Tôkyô : portraits and fictions

In Japan, where the "unfolding of a route", consecrated in the idea of michiyuki ,
is so strongly imprinted on spatial culture, the selection of Tokyo as home base,
and sharing the exploit, required a plan.
French architect and writer, Manuel Tardits, longtime resident of the Japanese
capital, has proceeded with characteristic rigor and élan:
Step One: An initial academic curiosity rules, in response to a new and different
way of thinking about the city itself. Great cities of both East and West have
always balanced master plans against a patchwork of districts exposing divers
styles and time frames. By contrast, Tokyo as other offers a palimpsest.

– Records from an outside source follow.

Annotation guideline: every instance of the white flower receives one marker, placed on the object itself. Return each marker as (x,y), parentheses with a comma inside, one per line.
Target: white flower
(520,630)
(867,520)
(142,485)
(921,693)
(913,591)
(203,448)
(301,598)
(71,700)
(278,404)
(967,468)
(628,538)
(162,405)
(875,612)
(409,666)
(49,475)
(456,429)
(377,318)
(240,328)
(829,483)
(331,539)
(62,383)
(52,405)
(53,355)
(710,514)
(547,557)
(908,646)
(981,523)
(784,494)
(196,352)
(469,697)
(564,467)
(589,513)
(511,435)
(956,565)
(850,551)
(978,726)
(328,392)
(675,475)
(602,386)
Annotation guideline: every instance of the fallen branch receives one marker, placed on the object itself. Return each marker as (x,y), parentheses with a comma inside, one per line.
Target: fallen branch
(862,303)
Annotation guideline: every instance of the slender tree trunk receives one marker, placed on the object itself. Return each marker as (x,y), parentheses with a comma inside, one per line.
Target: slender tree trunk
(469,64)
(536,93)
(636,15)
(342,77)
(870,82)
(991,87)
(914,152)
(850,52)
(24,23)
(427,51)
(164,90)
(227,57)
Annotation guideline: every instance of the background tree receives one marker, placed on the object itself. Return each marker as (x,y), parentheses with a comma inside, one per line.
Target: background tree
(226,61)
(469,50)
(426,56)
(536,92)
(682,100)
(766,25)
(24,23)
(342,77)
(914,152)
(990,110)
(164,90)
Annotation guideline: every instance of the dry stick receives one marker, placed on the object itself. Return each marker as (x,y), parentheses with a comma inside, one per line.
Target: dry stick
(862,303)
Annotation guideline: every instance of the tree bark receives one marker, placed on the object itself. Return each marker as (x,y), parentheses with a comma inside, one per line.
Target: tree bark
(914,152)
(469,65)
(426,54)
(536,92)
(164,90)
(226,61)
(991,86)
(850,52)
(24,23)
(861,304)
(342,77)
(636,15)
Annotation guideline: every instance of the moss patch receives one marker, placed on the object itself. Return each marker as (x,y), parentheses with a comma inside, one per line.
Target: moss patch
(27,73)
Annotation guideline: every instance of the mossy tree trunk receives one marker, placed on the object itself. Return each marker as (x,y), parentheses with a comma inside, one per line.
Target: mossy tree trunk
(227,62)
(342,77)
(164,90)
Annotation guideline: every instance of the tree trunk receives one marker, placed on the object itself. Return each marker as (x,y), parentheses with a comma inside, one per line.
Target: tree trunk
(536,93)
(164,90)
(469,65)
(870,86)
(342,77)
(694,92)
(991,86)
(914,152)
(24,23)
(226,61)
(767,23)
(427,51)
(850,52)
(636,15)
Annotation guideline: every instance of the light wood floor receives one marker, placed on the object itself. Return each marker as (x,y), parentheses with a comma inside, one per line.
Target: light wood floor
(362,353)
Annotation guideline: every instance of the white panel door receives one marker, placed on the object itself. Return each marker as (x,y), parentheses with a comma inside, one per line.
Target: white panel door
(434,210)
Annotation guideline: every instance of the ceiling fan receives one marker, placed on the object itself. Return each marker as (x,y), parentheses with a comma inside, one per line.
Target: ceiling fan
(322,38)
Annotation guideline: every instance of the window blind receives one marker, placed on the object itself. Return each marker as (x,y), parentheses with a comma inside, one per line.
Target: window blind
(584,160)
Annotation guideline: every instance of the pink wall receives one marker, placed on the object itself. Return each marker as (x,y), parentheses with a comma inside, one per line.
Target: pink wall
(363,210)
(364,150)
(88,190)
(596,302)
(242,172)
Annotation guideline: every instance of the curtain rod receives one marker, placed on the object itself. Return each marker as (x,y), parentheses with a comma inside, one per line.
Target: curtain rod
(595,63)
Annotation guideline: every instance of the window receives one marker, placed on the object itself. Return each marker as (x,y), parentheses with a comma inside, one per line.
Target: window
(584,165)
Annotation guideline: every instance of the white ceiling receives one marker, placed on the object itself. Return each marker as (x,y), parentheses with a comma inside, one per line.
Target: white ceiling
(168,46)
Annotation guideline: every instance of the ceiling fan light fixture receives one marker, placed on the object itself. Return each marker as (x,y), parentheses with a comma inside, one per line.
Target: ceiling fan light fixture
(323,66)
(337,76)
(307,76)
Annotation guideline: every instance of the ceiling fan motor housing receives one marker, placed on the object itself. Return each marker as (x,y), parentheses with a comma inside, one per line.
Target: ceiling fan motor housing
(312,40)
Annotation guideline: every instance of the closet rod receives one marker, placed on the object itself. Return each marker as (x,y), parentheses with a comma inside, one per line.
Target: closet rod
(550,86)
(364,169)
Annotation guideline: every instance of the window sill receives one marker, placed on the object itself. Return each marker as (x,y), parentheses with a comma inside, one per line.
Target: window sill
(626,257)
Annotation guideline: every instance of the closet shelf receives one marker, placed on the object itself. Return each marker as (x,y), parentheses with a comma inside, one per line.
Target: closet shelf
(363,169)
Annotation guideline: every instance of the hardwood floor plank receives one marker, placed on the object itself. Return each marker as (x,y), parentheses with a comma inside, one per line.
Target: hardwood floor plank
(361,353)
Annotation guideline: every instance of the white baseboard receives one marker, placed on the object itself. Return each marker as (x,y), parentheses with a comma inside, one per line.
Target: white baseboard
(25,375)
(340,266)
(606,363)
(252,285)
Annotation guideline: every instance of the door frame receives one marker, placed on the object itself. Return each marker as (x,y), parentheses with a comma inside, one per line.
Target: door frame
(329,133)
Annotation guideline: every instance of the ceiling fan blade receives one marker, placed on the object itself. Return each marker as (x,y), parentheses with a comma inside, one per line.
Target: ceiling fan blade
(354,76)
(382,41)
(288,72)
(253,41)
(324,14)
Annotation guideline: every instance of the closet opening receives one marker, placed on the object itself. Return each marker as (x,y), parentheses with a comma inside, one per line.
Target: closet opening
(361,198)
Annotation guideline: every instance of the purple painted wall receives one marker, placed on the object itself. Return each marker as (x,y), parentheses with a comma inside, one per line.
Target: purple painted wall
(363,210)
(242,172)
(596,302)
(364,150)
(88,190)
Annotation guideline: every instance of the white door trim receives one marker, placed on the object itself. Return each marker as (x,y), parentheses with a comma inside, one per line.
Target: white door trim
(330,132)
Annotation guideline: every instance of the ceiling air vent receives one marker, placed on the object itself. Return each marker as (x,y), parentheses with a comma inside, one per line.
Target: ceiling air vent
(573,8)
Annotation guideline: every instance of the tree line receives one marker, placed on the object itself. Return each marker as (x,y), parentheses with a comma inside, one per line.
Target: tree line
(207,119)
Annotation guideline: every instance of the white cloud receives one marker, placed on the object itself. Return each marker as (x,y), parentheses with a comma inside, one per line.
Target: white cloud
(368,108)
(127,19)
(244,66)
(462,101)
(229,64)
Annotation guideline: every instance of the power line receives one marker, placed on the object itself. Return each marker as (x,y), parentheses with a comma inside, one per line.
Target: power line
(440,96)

Step Two: Is it even possible to understand, the multitude of cultural bias
such a metropolis presents? Or will Tokyo remain, instead, like Loti's Madam
Chrysanthemum, a succession of incomprehensibilities: apparent shamelessness,
nakedness, a city of infinite patience and yet one of virtual pornography
and disorder?
Step Three: The anthropologist takes hold, a roving eye in the city, whose fundamental
aim is to study each subtle mechanism behind an urbanism so different
from our preconceptions. And to that end, he explores and is even willing
to lose his bearings.
Final Step: Tardits treasures the freshness of an initial and astonished
encounter with this overcrowded city. Stepping back, he plots for the reader
a persistent outline amid a myriad of ephemeral urban data - one endowed
with a new sense.
Tokyo: Portraits and Fictions is an exemplary guide to Tokyo, be it for the
amateur or the professional architect or planner. Manuel Tardits presents
the essential classic "takes", as well as up-to-the-minute developments. His
achievement is an unfolding of discoveries and surprises.